Algonquin Power & Utilities (TSX:AQN) was one of the worst-performing TSX stocks in November. Falling 34% for the month, it vastly underperformed compared to the TSX Composite Index. In the month of November, Canadian stocks as a whole eked out a 4.3% gain, which compared to Algonquin’s severe loss, looks like a huge rally. In this article, I will explore why Algonquin fell so much in November and whether its stock is a buy today.
Why Algonquin plummeted 34% in November
The main reason why Algonquin stock plummeted 34% in November is because it put out a bad earnings release that failed to live up to analyst expectations. In the third quarter, AQN delivered:
- $666 million in revenue, up 26%.
- $102 million in operating cash flows, down 41%.

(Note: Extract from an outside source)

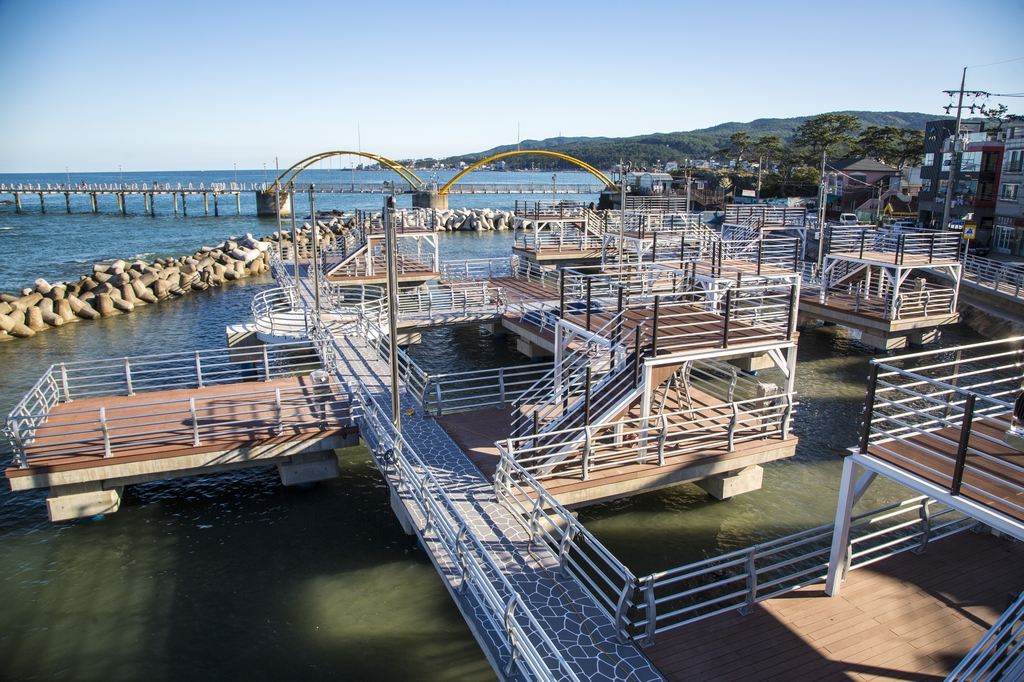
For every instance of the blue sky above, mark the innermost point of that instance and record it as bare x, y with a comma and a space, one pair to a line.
203, 85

- $73.5 million in adjusted net income (i.e., net income of a potential new owner by adjusting for debt interest, compensation, personal, and other expenses), down 25%.

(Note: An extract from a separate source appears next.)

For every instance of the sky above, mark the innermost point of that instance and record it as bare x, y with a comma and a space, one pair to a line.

- -$192.5 million in GAAP net income (i.e., net income going by standard accounting rules), down from a positive figure.
It was a pretty mixed release. There were some good points, like the revenue growth, but on the whole, Algonquin didn’t deliver the results investors were expecting. So, it’s not surprising that it sold off after the release came out.
How it stacks up today
It’s one thing to note that a stock has done poorly in the past, but quite another to say that it will continue to do poorly. It’s quite common for companies to turn around after bad news, maybe Algonquin is one such stock.

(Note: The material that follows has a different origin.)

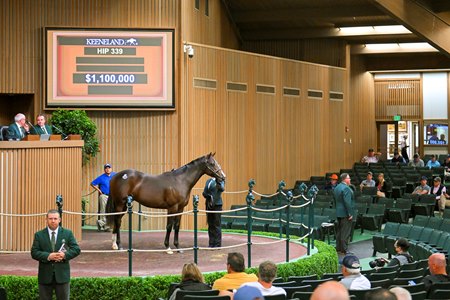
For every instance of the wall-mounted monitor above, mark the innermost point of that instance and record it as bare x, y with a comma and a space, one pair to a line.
110, 68
436, 134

We know that high interest rates are part of the reason why Algonquin struggled in the third quarter. As a utility, it borrows a lot of money to keep power generation going, and its interest expense increased, partially due to higher borrowing costs, after the Bank of Canada repeatedly raised interest rates this year. In Q3, AQN’s interest expenses increased by $23 million. That was a big part of why its earnings went down. The company’s earnings will be fairly low for as long as interest rates are high, but on the flip side, if interest rates come down in the future, then AQN’s earnings will probably go up.
Is it a buy?
Having looked at all the factors behind Algonquin’s stock sell-off, it’s time to answer the all-important question:
Is it a buy?
As someone who was intrigued by Algonquin in the past, I can’t deny that the recent earnings release was bad. It was the worst seen from the company in a long time. However, the company’s positive operating cash flows suggest that maybe the large net loss was somewhat deceptive, perhaps mainly attributable to non-cash factors. I’m not rushing out to buy AQN right now, but I’m not discouraging others from doing so either. I wouldn’t fault someone for desiring the stock’s 9.6% dividend yield.
One thing is for certain: the recent sell-off has made AQN much cheaper than it used to be. At today’s prices, Algonquin trades at book value (assets minus liabilities). In other words, when you buy it, you’re paying for exactly the value of its assets, net of debt, with no premium. That suggests a very cheap valuation, so maybe Algonquin is worth a look.